Research, however, reveals that strong employee relations can be the competitive advantage that many companies sweat for to distinguish their product or service in an F5 tornado of consumer choices.

In fact, strong employee relations can mean improvement in discretionary effort–that is, employees’ willingness to exceed their formal responsibilities. That greater effort produces, on average, a 20% individual performance improvement, according to the Corporate Leadership Council (CLC), which surveyed more than 50,000 employees in more than 59 organizations worldwide.

The CLC divides engagement into two flavors. Rational commitment results when a job serves employees’ financial, developmental, or professional self-interest. Emotional commitment, which has four times the power to affect performance as its more pragmatic counterpart, arises when workers value, enjoy, and believe in what they do.

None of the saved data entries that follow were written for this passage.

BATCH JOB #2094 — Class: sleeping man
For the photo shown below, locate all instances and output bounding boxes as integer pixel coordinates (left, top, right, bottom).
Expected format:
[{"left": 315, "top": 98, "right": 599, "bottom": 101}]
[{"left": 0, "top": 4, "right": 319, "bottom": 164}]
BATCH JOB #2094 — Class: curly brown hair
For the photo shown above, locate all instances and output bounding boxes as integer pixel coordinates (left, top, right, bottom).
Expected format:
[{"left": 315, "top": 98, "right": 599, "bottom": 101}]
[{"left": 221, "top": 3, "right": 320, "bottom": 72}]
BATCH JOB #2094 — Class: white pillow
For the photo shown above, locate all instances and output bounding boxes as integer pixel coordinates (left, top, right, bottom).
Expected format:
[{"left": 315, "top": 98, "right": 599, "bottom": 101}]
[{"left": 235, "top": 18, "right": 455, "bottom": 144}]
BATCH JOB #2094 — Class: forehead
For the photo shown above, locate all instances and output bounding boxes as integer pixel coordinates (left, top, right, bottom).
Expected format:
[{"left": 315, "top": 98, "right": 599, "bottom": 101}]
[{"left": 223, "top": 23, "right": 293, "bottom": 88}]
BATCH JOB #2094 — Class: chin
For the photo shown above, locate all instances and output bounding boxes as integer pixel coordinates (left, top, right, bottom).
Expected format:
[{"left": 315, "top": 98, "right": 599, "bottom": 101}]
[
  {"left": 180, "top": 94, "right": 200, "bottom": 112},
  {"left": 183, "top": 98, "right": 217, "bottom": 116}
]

About 11% of the workforce, called “true believers” by the CLC, demonstrate very high degrees of both commitment types; another 13% demonstrate depressingly little. Workers on the bad end of the bell curve are four times more likely to leave the organization or be discipline problems than average employees, says the report, which dubs this group “the disaffected.” The remaining 76% are moderates, who generally exhibit a strong commitment to one person or element of their jobs but can take or leave the rest. This group neither shirks nor strives; its intent to leave is variable.

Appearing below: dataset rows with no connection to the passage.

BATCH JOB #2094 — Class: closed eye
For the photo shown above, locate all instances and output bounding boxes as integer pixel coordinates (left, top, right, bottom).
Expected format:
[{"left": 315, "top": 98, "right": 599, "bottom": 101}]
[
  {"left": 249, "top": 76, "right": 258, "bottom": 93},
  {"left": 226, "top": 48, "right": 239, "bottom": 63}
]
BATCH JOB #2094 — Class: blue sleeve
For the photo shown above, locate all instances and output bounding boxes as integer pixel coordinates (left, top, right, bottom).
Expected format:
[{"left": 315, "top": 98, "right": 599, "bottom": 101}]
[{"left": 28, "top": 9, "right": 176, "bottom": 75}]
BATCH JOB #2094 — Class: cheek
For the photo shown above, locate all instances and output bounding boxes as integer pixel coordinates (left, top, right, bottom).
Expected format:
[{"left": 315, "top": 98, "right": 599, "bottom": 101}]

Obviously, employers want to shift as many moderates as possible into the true-believer column. But first, companies must identify them, and that’s not easy. Observable performance factors are of little use in predicting an employee’s engagement level, the CLC found. Nor are demographics a good clue: Employees of three years are as likely to be committed as employees often years; salespeople as likely as administrators; entry-level as likely as executives; people in their twenties as likely as people in their fifties.

But if employee types tell you nothing, employers speak volumes. The differences among individual companies is enormous, with the percentage of committed, all-out-effort employees at the highest-scoring organizations nine times that of the lowest. And what distinguishes these high-engagement companies may not be what you think.

According to Deanna Riley Cain, who has worked as an Employee Relations Manager in the corporate world for more than 20 years, “Some organizations are enjoying up to 20% higher levels of employee performance, not because they pay more or provide better benefits, but because they let each employee know how important they are to the success of the business, give them lots of opportunities to contribute, and help them believe in the worth and credibility of the organization. “

“Employee relations,” says Riley Cain,” is not only crucial to building a high-performing workforce, it is also an essential defense against turnover, morale problems and discipline issues.”